Der Dienst an den Ärmsten der Gesellschaft, die Unterstützung durch die Gemeinschaft benötigen, und die Rolle der Gemeinschaft sind durchaus als kulturelle Kontinuität zu bewerten, in der die Zedakah im weltlichen Kontext eine neue, aber im Grunde nicht fremde, Interpretation erfährt. Im praktischen Leben kamen andere grossbürgerliche Familien übrigens zu ähnlichen Ergebnissen, wie die Todesko in Marienthal mit ihren Betriebs-Fürsorgeeinrichtungen für die Fabriksarbeiter, oder die Gutmann und Königswarter mit den Sozial- und Bildungseinrichtungen für die gesamte Bevölkerung in den Ländern der Habsburgermonarchie: und zwar genauso ohne Ansehen einer Religionszugehörigkeit.

 

Der österreichische Jurist, Politiker und Wissenschaftler Josef Redlich wurde 1869 im mährischen Göding (heute Hodonín, Tschechische Republik) geboren. Er stammte ebenfalls aus einer säkular orientierten jüdischen Familie, in diesem Falle wohlhabender Fabriks- und Grossgrundbesitzer. Nach dem Studium der Rechtswissenschaften arbeitete er an seiner akademischen Karriere und spezialisierte sich als Professor an der Wiener Technischen Universität auf Kommunalrecht, das er im Zuge zahlreicher Reisen in England untersuchte. Sein dort erworbenes Fachwissen brachte ihm einen Lehrauftrag an der Harvard University ein.

 

Als Child of the Enlightenment (Felix Frankfurter in seinem Nachruf) interessierte sich Redlich, ein wacher, gesellschaftskritischer politischer Geist, für die Künstler um Jung Wien ebenso wie für Theodor Herzls Idee des Zionismus. Als Abgeordneter der Deutsch-freisinnigen Partei wurde er immer wieder antisemitisch attackiert, seine Berufung zum Ministerpräsidenten einer Reformregierung durch Kaiser Karl im Jahr 1917 scheiterte daran. Er hielt sich dem Kaiser trotzdem weiterhin zur Verfügung, war in der Phase des Zusammenbruchs der Habsburgermonarchie Kurzzeit-Finanzminister und Mitverfasser von Karls Verzichtserklärung.
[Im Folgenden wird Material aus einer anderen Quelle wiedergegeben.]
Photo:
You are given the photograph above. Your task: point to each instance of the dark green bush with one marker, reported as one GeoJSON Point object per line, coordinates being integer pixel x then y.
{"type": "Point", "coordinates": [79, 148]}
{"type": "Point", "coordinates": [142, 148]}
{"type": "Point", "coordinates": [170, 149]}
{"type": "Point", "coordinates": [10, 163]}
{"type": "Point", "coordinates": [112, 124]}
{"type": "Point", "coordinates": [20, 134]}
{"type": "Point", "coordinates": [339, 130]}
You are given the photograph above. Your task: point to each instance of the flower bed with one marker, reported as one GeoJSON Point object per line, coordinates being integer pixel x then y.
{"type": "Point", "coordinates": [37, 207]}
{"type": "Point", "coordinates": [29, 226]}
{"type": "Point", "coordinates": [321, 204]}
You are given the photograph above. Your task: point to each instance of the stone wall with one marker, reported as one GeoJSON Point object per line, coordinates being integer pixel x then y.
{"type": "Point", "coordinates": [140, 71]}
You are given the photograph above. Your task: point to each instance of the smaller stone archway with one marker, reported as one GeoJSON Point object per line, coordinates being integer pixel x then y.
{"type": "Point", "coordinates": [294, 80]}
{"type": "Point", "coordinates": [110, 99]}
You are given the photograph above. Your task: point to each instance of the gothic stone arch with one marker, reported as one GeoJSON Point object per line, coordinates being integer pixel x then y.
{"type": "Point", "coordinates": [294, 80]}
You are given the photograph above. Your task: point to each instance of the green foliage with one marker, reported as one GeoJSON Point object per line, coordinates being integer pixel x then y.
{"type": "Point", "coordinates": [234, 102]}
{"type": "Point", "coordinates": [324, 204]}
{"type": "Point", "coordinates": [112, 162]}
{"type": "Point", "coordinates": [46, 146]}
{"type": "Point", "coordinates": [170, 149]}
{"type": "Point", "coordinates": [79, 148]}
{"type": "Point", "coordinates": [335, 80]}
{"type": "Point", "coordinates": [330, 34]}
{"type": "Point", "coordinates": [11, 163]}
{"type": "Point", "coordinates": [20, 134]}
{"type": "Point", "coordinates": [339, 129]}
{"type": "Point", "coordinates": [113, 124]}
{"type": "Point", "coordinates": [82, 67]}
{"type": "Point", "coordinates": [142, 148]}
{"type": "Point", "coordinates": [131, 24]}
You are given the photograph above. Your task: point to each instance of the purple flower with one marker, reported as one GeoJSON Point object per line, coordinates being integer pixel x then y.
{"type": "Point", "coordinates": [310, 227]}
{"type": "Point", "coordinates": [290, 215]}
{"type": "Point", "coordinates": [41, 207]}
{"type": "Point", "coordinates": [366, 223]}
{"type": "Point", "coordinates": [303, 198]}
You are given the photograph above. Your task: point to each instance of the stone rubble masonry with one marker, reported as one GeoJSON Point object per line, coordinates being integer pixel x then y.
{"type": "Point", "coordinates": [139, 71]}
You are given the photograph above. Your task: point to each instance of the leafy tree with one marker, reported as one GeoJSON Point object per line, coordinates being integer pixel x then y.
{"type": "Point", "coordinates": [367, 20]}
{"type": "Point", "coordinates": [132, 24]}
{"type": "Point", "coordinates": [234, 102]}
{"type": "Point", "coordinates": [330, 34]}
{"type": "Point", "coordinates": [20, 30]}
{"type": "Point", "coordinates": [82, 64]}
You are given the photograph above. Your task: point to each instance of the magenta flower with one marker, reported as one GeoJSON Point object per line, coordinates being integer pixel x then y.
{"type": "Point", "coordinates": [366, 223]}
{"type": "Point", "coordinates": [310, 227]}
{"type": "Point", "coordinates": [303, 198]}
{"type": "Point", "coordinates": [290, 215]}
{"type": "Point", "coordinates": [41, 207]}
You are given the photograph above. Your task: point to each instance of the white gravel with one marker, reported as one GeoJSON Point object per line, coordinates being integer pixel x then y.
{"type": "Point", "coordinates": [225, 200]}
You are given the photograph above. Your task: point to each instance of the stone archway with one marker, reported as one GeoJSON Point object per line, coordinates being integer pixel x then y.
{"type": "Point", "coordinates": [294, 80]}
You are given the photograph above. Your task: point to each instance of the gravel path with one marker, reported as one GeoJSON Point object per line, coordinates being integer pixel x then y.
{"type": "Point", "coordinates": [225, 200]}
Redlich blieb dann weiter als Mandatar in der Provisorischen Nationalversammlung für Deutschösterreich, und wurde in der Finanzkrise um die Creditanstalt 1931 nochmals für wenige Monate zum Finanzminister berufen, um für den Staat zu retten, was zu retten war. Danach arbeitete er bis zu seinem Tod am Internationalen Gerichtshof in Den Haag. Die Verfolgung durch den Nationalsozialismus musste Redlich nicht mehr erleben;  er verstarb 1936 und wurde in einem – mittlerweile ehrenhalber gewidmeten Grab der Stadt Wien – auf dem Döblinger Friedhof bestattet. Sein Wohnhaus in der Armbrustergasse 15 wurde später als Kreisky-Villa bekannt.

 

Lise Meitner, Kernphysikerin

Lise Meitner kam 1878 in der Heinestrasse im Wiener zweiten Bezirk auf die Welt. Da Mädchen an Gymnasien noch nicht zugelassen waren, konnte sie die Matura im Selbststudium am Akademischen Gymnasium erst mit 22 Jahren ablegen. Sofort danach begann sie an der Universität Wien, Mathematik, Physik und Philosophie zu studieren, vor allem bei Ludwig Boltzmann. 1906 promovierte sie als zweite Frau in Wien im Fach Physik. Anschliessend arbeitete sie in Berlin als Assis-tentin von Max Planck, lernte Albert Einstein und Marie Curie kennen und begann mit dem jungen Chemiker Otto Hahn zusammen zu arbeiten. 1918 wurde sie Leiterin der physikalisch-radioaktiven Abteilung des Kaiser-Wilhelm-Instituts für Chemie, habilitierte sich 1922 und war ab 1926 Professorin für Experimentelle Kernphysik an der Berliner Universität. Ab 1933 durfte sie aufgrund der nationalsozialistischen Machtübernahme in Deutschland als Jüdin nicht mehr unterrichten. Am 13.7.1938 floh sie ins Exil nach Schweden, wo sie ihre Forschungen fortsetzen konnte. Als ihr langjähriger Forscherkollege Hahn gemeinsam mit Fritz Strassmann Ende 1938 das Prinzip der Kernspaltung entdeckte, ersuchten die beiden Meitner, dies zu interpretieren und zu veröffentlichen. In der Folge erhielt Hahn dafür den Nobelpreis. Meitner, Pazifistin, vertrat eine friedliche Nutzung der Kernspaltung und verweigerte Forschungsaufträge zur Entwicklung der Atombombe. Sie wurde in aller Welt vielfach ausgezeichnet, und insgesamt 47 Mal für den Nobelpreis nominiert. Nach ihr wurde das chemische Element Meitnerium benannt, weiters ein Asteroid, ein Krater auf dem Mond sowie einer auf der Venus. Lise Meitner verstarb mit 90 Jahren, 1968, in Cambridge, Grossbritannien.